Master Gao: Baby Jasmine Tea Lager (China: Spice/Herb/Vegetable Lager: 5.1% ABV)

Visual: Thick yellow. High carbonation. White head.

Nose: Cake sponge. Mild brown tea. Shortbread.

Body: Honey and vanilla. Bready. Soft tannins. Cake sponge. Brown tea. Nutty.

Finish: Floral. Soft sweet raspberry bits. Vanilla. Nutty. Gentle tea notes and tannins. Dry tea bags. Lemongrass and light pepper.

Conclusion: I have to admit, since I was seeing this pretty much everywhere before I tried it, I was expecting … – for snobbish reason I guess – I was expecting this to be a fairly lacklustre beer. Stupid snob me.

This is a fairly solid lager – well, let me go into that a bit more as I may be misleading slightly. At its base it is a sweet honey and vanilla thing – good thickness of mouthfeel but by itself it would be a bit simple and a tad sickly over time. Hence why I guess I shouldn’t say it is a solid lager – as a lager alone it is a bit of a let down. So, why was a surprised by this? Well the base is solid in thickness, kind of cake sponge like, and it makes a good base that the beer uses well in playing with the extra ingredient – the tea!

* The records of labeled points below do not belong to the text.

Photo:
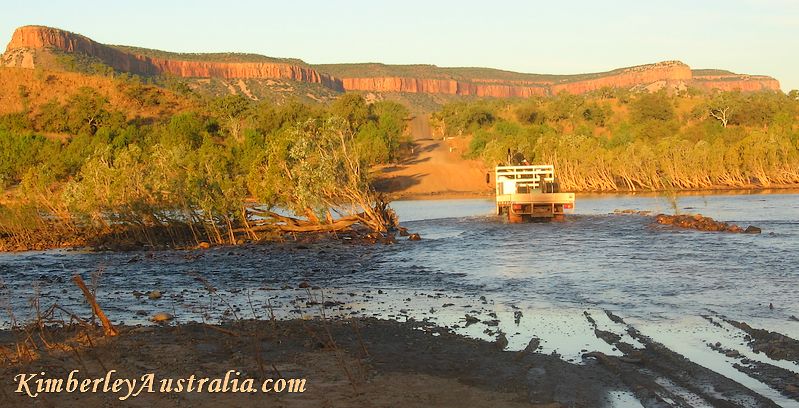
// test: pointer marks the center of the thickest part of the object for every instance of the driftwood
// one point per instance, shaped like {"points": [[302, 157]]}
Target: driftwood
{"points": [[110, 331], [289, 224]]}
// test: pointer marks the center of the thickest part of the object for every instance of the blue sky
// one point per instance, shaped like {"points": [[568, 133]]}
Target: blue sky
{"points": [[555, 36]]}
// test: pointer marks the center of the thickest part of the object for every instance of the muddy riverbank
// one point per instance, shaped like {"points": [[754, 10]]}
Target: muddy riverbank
{"points": [[370, 362], [650, 306]]}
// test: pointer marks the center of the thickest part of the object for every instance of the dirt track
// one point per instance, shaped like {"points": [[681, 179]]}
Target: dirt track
{"points": [[436, 168]]}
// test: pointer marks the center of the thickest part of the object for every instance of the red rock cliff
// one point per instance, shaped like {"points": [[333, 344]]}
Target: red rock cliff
{"points": [[670, 72], [37, 37], [440, 86], [731, 82]]}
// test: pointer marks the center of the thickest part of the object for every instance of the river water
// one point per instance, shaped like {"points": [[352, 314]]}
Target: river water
{"points": [[535, 279]]}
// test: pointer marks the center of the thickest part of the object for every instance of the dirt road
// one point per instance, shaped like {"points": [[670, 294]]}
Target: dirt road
{"points": [[435, 169]]}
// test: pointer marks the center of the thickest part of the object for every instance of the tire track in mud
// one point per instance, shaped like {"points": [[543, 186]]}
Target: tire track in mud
{"points": [[660, 377]]}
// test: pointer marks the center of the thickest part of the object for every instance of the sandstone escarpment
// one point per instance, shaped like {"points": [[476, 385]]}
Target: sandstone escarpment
{"points": [[731, 82], [440, 86], [37, 37], [30, 41], [672, 72]]}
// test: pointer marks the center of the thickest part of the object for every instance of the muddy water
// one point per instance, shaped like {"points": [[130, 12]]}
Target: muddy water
{"points": [[525, 280]]}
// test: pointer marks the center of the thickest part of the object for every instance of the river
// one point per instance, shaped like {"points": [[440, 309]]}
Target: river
{"points": [[537, 279]]}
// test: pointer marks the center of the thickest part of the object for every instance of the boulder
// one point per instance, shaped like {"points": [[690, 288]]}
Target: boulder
{"points": [[752, 230]]}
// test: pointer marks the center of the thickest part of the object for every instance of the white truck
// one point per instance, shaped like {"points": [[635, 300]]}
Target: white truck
{"points": [[525, 193]]}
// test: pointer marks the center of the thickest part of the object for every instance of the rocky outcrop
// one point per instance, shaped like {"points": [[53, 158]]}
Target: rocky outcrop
{"points": [[731, 82], [701, 223], [37, 37], [434, 81], [672, 72], [441, 86]]}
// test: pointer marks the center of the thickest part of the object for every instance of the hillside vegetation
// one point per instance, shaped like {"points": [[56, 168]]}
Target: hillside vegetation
{"points": [[86, 165], [613, 140]]}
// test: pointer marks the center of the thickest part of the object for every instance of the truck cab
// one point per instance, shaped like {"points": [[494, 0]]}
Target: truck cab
{"points": [[526, 193]]}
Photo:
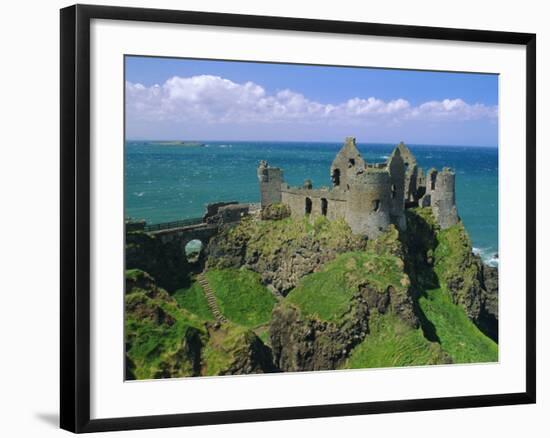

With this ingredient it is lightly floral, with dry brown tea notes and plenty of tannins – bringing a dry, nutty character to the sweet base, and a slight peppery spark to the finish. Together the ok lager base, and the tea influence become a satisfying beer – the slight sweetness of the base meaning that the drier tea notes don’t seem harsh. While most of the complexity comes from the tea it doesn’t push the element so hard it become overbearing – the thick sweet lager base shows through to make it evident this is still a beer.

So a lager that would have been weak without the extra element, but has become a remarkably solid drink with it – gaining just enough complexity to be worth a try.

Background: This was tried in Xi’an – I’d been hunting for a craft beer brewpub and failed to find it, so settled down in a more standard bar near the hotel. I’d seen this Tea Lager in a few 7-11s around Beijing, so decided to give it a try as one of the more common craft beers of the area. The photo came out way too dark, so I’ve done a bit of work in GIMP to make it more visible. Hope it looks ok.